II.                La deuxième décision d’ERAR est-elle déraisonnable?

[33]           Comme il a été mentionné, M. Burton prétend subsidiairement que la deuxième décision d’ERAR défavorable devrait être annulée en raison de son caractère déraisonnable. Je souscris à sa prétention et je crois que la décision ne peut être confirmée, du fait que le raisonnement suivi par le deuxième agent d’ERAR ne résiste pas à l’examen et parce que le résultat auquel il était parvenu est déraisonnable.

[34]           La norme de contrôle de la raisonnabilité, qui s’applique au contrôle de l’appréciation des risques effectuée par les agents d’ERAR, exige de la Cour qu’elle examine le raisonnement suivi ainsi que le résultat qui a été obtenu. Dans le passage souvent cité du paragraphe 47 de l’arrêt Dunsmuir c Nouveau‑Brunswick, 2008 CSC 9, [2008] 1 RCS 190 [Dunsmuir], les juges Bastarache et LeBel ont été sans équivoque quant au fait que ces deux questions font partie du contrôle selon la norme de la raisonnabilité. La nécessité pour une cour de révision d’examiner autant le raisonnement suivi que le résultat a été confirmée dans de nombreux arrêts subséquents (voir, à titre d’exemples, Agraira c Canada (Ministre de la Sécurité publique et de la Protection civile), 2013 CSC 36, [2013] 2 RCS 559, aux paragraphes 51 et 52; N.L.N.U. c Terre‑Neuve-et-Labrador (Conseil du trésor), 2011 CSC 62, [2011] 3 RCS 708 [Newfoundland Nurses], aux paragraphes 13 à 16).

[35]           La jurisprudence établit aussi fermement que, dans son appréciation de la raisonnabilité d’une décision rendue par un décideur administratif, la cour de révision doit faire preuve de retenue et qu’elle ne peut pas intervenir pour le simple fait qu’elle ne souscrit pas à la décision.
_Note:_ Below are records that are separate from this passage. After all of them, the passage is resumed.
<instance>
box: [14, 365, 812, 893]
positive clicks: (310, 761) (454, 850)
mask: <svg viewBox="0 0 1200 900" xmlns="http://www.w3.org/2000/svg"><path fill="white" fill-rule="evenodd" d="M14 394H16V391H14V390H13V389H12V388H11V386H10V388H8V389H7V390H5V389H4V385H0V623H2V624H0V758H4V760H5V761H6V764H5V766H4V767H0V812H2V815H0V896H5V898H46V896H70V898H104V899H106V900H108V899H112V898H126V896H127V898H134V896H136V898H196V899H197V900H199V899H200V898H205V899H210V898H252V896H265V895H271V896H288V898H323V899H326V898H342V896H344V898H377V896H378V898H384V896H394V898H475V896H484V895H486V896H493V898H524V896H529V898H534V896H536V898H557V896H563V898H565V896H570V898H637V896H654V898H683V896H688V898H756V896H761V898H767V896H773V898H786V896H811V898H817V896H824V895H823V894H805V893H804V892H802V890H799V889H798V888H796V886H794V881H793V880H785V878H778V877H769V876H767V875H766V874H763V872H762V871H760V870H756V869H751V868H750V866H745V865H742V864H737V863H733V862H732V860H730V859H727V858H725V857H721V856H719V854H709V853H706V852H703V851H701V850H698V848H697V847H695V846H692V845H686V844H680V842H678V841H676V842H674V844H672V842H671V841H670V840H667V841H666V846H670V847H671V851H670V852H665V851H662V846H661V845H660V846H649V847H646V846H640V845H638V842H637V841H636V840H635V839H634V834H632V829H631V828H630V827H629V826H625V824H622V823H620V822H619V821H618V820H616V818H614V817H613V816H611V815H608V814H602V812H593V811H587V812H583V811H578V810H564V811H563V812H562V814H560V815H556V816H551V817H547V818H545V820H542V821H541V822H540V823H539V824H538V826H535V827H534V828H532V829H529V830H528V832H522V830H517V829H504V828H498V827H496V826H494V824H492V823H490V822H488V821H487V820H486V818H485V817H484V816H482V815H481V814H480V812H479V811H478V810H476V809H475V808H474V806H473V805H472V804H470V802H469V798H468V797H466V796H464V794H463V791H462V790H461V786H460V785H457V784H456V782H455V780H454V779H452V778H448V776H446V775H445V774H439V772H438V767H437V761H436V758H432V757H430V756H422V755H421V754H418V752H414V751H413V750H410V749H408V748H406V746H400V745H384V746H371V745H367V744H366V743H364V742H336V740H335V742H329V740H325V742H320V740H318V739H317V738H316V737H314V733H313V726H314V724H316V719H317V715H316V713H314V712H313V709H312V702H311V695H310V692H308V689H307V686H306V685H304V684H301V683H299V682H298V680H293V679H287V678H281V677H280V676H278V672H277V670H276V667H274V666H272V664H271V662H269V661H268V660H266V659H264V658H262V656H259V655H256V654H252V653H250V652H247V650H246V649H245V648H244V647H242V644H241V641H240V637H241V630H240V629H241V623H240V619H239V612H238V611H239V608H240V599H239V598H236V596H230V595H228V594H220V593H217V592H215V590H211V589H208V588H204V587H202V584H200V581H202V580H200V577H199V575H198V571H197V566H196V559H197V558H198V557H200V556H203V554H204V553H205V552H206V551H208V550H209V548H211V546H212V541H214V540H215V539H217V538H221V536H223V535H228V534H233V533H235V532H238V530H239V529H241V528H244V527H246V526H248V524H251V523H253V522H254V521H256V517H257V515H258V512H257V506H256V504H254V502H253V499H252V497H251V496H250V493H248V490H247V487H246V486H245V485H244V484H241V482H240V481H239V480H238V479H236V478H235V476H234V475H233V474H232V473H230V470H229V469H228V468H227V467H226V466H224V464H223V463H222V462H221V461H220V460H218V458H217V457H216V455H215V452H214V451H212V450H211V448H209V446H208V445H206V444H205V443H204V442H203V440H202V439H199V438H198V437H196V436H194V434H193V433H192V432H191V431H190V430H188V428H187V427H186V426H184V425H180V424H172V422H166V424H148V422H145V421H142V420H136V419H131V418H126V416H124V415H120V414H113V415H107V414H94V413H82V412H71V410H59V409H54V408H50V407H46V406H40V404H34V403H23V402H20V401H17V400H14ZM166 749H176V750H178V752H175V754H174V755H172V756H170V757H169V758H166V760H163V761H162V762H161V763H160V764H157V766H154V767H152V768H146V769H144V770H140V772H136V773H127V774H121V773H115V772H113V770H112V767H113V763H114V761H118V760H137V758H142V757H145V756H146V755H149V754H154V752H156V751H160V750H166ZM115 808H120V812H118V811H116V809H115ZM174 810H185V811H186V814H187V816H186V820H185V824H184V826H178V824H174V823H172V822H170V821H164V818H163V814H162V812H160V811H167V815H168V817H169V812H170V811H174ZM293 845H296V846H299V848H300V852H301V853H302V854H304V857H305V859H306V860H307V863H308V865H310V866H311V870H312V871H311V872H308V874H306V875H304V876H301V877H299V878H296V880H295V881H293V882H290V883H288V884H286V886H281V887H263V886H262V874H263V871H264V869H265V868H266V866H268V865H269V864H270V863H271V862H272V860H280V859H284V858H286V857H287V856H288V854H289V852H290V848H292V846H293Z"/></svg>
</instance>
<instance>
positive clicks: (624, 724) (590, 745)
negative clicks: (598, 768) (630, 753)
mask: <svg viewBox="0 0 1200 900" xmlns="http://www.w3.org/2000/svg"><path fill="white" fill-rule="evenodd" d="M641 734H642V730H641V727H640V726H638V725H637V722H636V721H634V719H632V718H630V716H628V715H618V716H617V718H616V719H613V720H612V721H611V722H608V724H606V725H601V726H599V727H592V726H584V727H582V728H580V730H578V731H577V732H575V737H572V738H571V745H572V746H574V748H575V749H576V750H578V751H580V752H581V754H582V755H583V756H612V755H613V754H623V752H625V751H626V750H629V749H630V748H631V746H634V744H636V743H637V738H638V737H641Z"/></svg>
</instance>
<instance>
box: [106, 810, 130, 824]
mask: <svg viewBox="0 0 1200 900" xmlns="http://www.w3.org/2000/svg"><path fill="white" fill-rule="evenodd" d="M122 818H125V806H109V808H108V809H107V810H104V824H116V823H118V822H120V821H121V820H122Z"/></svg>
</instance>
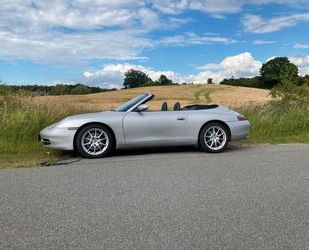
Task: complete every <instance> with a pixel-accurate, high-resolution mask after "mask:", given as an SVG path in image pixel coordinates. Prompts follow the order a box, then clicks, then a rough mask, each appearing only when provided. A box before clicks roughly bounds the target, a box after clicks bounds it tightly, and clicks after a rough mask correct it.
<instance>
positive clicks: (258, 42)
mask: <svg viewBox="0 0 309 250" xmlns="http://www.w3.org/2000/svg"><path fill="white" fill-rule="evenodd" d="M274 43H276V41H267V40H254V41H253V44H255V45H266V44H274Z"/></svg>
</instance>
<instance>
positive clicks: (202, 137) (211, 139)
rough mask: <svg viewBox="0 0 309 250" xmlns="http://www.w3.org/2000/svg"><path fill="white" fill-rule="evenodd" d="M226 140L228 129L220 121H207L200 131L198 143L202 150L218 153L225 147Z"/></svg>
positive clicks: (225, 146)
mask: <svg viewBox="0 0 309 250" xmlns="http://www.w3.org/2000/svg"><path fill="white" fill-rule="evenodd" d="M228 142H229V133H228V130H227V128H226V127H225V126H223V125H222V124H221V123H217V122H212V123H209V124H207V125H206V126H204V127H203V128H202V130H201V132H200V136H199V144H200V147H201V149H202V150H203V151H206V152H209V153H220V152H222V151H224V150H225V149H226V147H227V145H228Z"/></svg>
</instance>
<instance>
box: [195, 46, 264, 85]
mask: <svg viewBox="0 0 309 250" xmlns="http://www.w3.org/2000/svg"><path fill="white" fill-rule="evenodd" d="M261 66H262V63H261V62H260V61H257V60H255V59H254V58H253V56H252V55H251V53H249V52H244V53H241V54H239V55H235V56H230V57H227V58H225V59H224V60H223V61H222V62H221V63H219V64H207V65H205V66H202V67H199V69H201V70H203V72H201V73H200V75H198V76H197V77H203V79H204V82H205V79H207V78H205V76H208V75H209V76H208V77H211V78H213V79H214V80H215V81H216V82H219V81H221V80H222V79H224V78H230V77H235V78H238V77H253V76H256V75H258V74H259V70H260V68H261Z"/></svg>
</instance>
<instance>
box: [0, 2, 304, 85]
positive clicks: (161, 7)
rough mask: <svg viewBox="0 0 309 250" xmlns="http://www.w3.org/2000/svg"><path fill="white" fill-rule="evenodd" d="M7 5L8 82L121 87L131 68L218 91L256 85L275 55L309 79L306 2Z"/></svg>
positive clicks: (6, 79) (148, 73)
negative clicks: (239, 86)
mask: <svg viewBox="0 0 309 250" xmlns="http://www.w3.org/2000/svg"><path fill="white" fill-rule="evenodd" d="M3 1H4V3H3V4H2V8H1V9H0V41H1V44H2V45H1V47H0V79H1V80H2V81H3V83H5V84H10V85H27V84H38V85H55V84H57V83H61V84H75V83H77V82H78V83H81V84H85V85H90V86H100V87H102V88H113V87H117V88H119V87H122V83H123V74H124V72H126V71H127V70H129V69H131V68H133V69H138V70H142V71H143V72H145V73H146V74H148V75H149V76H150V77H151V78H152V80H156V79H157V78H158V77H159V76H160V75H161V74H165V75H166V76H167V77H169V78H170V79H172V80H173V81H174V82H178V83H182V82H193V83H198V82H199V83H202V82H206V81H207V78H212V79H213V80H214V82H215V83H218V82H220V81H221V80H222V79H223V78H229V77H232V76H233V77H235V78H238V77H254V76H256V75H258V74H259V70H260V67H261V65H262V63H264V62H266V61H267V60H269V59H271V58H273V57H278V56H280V57H281V56H285V57H288V58H289V60H290V61H291V62H292V63H294V64H296V65H297V66H298V68H299V72H300V75H305V74H309V36H304V35H303V34H304V31H305V30H309V2H308V1H305V0H294V1H292V0H287V1H281V0H248V1H235V0H217V1H213V0H204V1H201V0H194V1H184V0H179V1H177V0H175V1H169V2H165V1H161V0H147V1H143V0H135V1H134V0H119V1H116V2H113V3H110V2H108V1H105V0H101V1H95V2H93V1H89V0H73V1H70V2H69V1H55V2H54V3H50V2H49V1H41V2H40V3H34V2H33V1H30V0H27V1H23V2H22V3H21V2H20V1H18V0H12V1H7V0H3ZM21 13H22V15H21Z"/></svg>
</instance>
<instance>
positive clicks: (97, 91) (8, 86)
mask: <svg viewBox="0 0 309 250" xmlns="http://www.w3.org/2000/svg"><path fill="white" fill-rule="evenodd" d="M0 87H1V88H6V89H7V90H8V89H9V90H11V91H13V92H17V91H28V92H34V93H36V94H38V95H86V94H94V93H101V92H106V91H113V90H115V89H105V88H100V87H91V86H87V85H84V84H80V83H78V84H57V85H53V86H46V85H0Z"/></svg>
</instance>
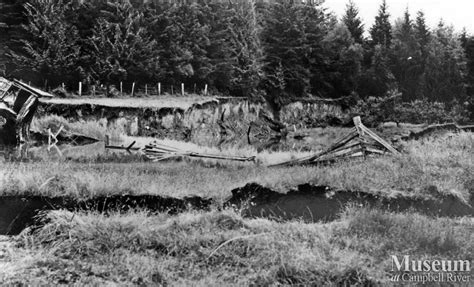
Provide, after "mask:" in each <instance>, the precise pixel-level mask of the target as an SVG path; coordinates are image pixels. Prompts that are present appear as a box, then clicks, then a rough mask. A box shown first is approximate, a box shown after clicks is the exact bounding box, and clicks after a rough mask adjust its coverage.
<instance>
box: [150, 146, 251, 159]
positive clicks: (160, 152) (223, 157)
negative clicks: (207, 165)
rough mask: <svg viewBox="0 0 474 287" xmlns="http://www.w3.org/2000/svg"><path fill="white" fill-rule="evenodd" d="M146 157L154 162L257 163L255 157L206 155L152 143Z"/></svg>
mask: <svg viewBox="0 0 474 287" xmlns="http://www.w3.org/2000/svg"><path fill="white" fill-rule="evenodd" d="M144 152H145V156H146V157H147V158H149V159H151V160H152V161H154V162H156V161H161V160H165V159H170V158H176V157H183V156H185V157H195V158H207V159H220V160H231V161H255V156H251V157H240V156H223V155H215V154H204V153H197V152H192V151H183V150H180V149H178V148H174V147H171V146H167V145H163V144H158V143H156V142H155V143H152V144H149V145H147V146H146V147H145V149H144Z"/></svg>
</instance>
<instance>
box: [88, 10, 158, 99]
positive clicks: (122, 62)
mask: <svg viewBox="0 0 474 287" xmlns="http://www.w3.org/2000/svg"><path fill="white" fill-rule="evenodd" d="M108 5H109V9H110V11H112V13H111V14H108V13H105V15H104V16H102V17H100V18H99V19H98V20H97V23H96V24H95V26H94V28H93V30H92V35H91V36H90V37H89V38H88V43H89V45H90V46H91V53H92V54H91V62H92V63H93V64H92V65H91V66H90V67H89V70H88V71H89V74H90V76H91V77H92V78H93V79H95V81H99V82H100V83H102V84H104V85H105V86H106V93H107V94H108V92H109V86H110V85H111V84H114V83H115V84H117V83H118V82H119V81H122V80H128V81H130V82H131V81H135V80H138V79H142V80H145V81H146V80H147V79H148V80H149V79H150V78H152V77H153V76H155V75H156V73H157V71H158V52H159V51H158V49H157V45H156V41H155V40H153V39H152V38H151V36H150V35H149V33H148V31H147V30H146V29H145V25H144V18H143V13H141V12H140V11H139V10H136V9H134V8H133V7H132V6H131V5H130V4H128V3H120V2H110V3H109V4H108ZM105 12H107V11H105ZM107 15H109V17H107Z"/></svg>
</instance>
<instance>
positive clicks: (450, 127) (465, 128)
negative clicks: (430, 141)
mask: <svg viewBox="0 0 474 287" xmlns="http://www.w3.org/2000/svg"><path fill="white" fill-rule="evenodd" d="M439 131H453V132H459V131H471V132H472V131H474V125H469V126H458V125H456V124H454V123H447V124H438V125H431V126H428V127H426V128H424V129H423V130H421V131H419V132H411V133H410V134H409V135H408V136H405V137H402V139H403V140H418V139H420V138H423V137H427V136H430V135H432V134H433V133H436V132H439Z"/></svg>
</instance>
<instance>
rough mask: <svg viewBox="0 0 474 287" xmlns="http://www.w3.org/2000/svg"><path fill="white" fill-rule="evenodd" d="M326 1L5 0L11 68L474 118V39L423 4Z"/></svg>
mask: <svg viewBox="0 0 474 287" xmlns="http://www.w3.org/2000/svg"><path fill="white" fill-rule="evenodd" d="M320 2H321V1H288V0H277V1H258V0H246V1H204V0H200V1H199V0H198V1H118V0H117V1H110V0H109V1H105V0H95V1H71V0H49V1H48V0H33V1H25V0H22V1H11V0H2V1H0V35H1V38H0V52H1V56H0V73H2V74H5V75H7V76H9V77H17V78H22V79H23V80H25V81H31V82H32V83H34V84H36V85H38V86H45V85H47V86H48V87H51V88H54V87H56V86H59V85H61V83H65V85H66V87H67V88H69V89H74V88H75V87H77V83H78V81H82V82H84V83H85V86H90V85H92V84H94V85H98V84H102V85H104V86H105V87H109V86H112V85H114V86H117V85H118V83H119V82H122V81H123V82H125V83H131V82H137V83H141V84H145V83H157V82H161V83H163V85H176V86H178V85H180V83H185V85H186V86H187V87H190V86H198V87H203V86H204V85H205V84H207V85H209V87H210V89H211V90H213V91H214V92H219V93H222V94H226V95H232V96H244V97H249V98H255V99H257V98H262V97H263V98H265V99H267V101H268V102H270V103H271V104H273V105H274V106H275V107H277V108H278V107H279V106H281V105H282V104H285V103H287V102H290V101H293V100H296V99H302V98H304V99H308V98H311V97H315V96H316V97H320V98H344V99H345V100H344V101H342V104H344V105H355V104H358V105H359V106H360V105H361V104H360V103H361V102H363V103H364V104H365V105H366V106H367V105H368V106H371V105H372V104H371V103H373V102H377V103H378V100H377V99H382V98H390V97H392V98H396V99H397V100H396V101H400V102H402V103H424V105H425V106H426V105H428V106H429V107H430V108H436V107H439V106H440V105H441V106H442V109H445V108H446V109H448V108H450V109H451V108H453V107H457V108H458V109H461V110H462V111H463V115H464V116H465V117H471V119H472V107H473V101H474V100H473V95H474V37H473V36H471V35H468V34H467V33H466V32H461V33H457V32H456V31H455V30H454V28H453V27H451V26H448V25H445V24H444V23H443V22H442V21H440V22H439V24H438V25H437V26H436V27H427V25H426V23H425V16H424V14H423V12H422V11H419V12H418V13H416V15H411V14H410V13H409V12H408V11H406V13H405V15H404V17H402V18H401V19H391V16H390V13H389V11H390V7H388V5H387V3H386V2H385V1H384V0H381V5H380V8H379V13H378V15H377V17H376V18H375V22H374V24H373V26H372V27H364V25H363V24H362V19H360V16H359V15H358V8H357V6H356V5H355V4H354V2H352V1H350V0H349V1H348V4H347V9H346V13H345V15H343V17H342V18H341V19H337V18H336V17H335V16H334V15H332V14H330V13H329V12H328V11H326V10H325V9H323V8H322V7H321V3H320ZM458 28H459V27H458ZM367 35H368V36H367ZM374 106H376V104H374V105H372V107H374ZM464 119H465V118H464Z"/></svg>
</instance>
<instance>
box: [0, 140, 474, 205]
mask: <svg viewBox="0 0 474 287" xmlns="http://www.w3.org/2000/svg"><path fill="white" fill-rule="evenodd" d="M405 150H406V152H405V153H404V154H403V155H401V156H396V157H390V156H386V157H378V158H369V159H367V160H362V159H360V160H353V161H342V162H339V163H335V164H333V165H331V166H319V167H290V168H288V167H286V168H266V167H264V166H261V165H260V166H259V165H253V164H222V163H216V162H204V163H203V162H201V161H190V162H188V161H178V162H167V163H149V162H136V163H123V164H121V163H77V162H68V161H66V162H64V161H59V162H35V163H21V162H16V163H3V164H2V165H1V166H0V194H1V195H13V194H20V195H25V194H37V195H45V196H60V195H69V196H73V197H78V198H84V197H92V196H95V195H110V194H160V195H165V196H175V197H183V196H187V195H198V196H205V197H214V198H216V199H217V200H223V199H225V198H226V197H228V196H230V191H231V190H232V189H234V188H237V187H241V186H243V185H245V184H247V183H249V182H257V183H260V184H262V185H265V186H267V187H270V188H272V189H275V190H278V191H282V192H286V191H288V190H289V189H290V188H292V187H294V186H295V185H298V184H304V183H312V184H315V185H328V186H331V187H335V188H339V189H347V190H360V191H366V192H372V193H381V194H383V195H385V196H391V195H394V194H398V193H403V194H406V195H414V196H426V195H438V194H452V195H455V196H458V197H460V198H462V199H464V200H466V201H467V200H469V198H470V196H471V194H473V193H474V160H473V157H474V156H473V150H474V135H473V134H472V133H461V134H448V135H446V136H443V137H439V138H433V139H429V140H424V141H418V142H415V141H412V142H408V143H407V144H406V146H405ZM266 156H268V157H270V154H268V155H266Z"/></svg>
La décision en question doit plutôt être confirmée, au titre de la norme de la raisonnabilité, si le raisonnement du tribunal est justifié, transparent et intelligible, et si le résultat auquel il est parvenu appartient aux issues possibles acceptables au regard des faits et du droit applicable (Dunsmuir, au paragraphe 47).

[36]           Cette approche déférente nécessite, comme l’a fait remarquer la juge Abella aux paragraphes 11 et 12 de l’arrêt Newfoundland Nurses, que la cour de révision accorde une attention respectueuse aux motifs donnés ou qui pourraient être donnés à l’appui d’une décision. Il s’ensuit qu’il n’est pas nécessaire que les motifs soient parfaits, qu’ils renvoient à l’ensemble de la preuve ou qu’ils tiennent compte de tous les arguments qui ont été formulés devant le tribunal (voir, à titre d’exemples, les arrêts Construction Labour Relations c Driver Iron Inc, 2012 CSC 65, [2012] 3 RCS 405, au paragraphe 3, et ACEP c Bibliothèque du Parlement, 2013 CAF 237, [2013] ACF no 1107, au paragraphe 33), et la décision Herrera Andrade c Canada (Citoyenneté et Immigration), 2012 CF 1490, [2012] ACF no 1594, au paragraphe 12).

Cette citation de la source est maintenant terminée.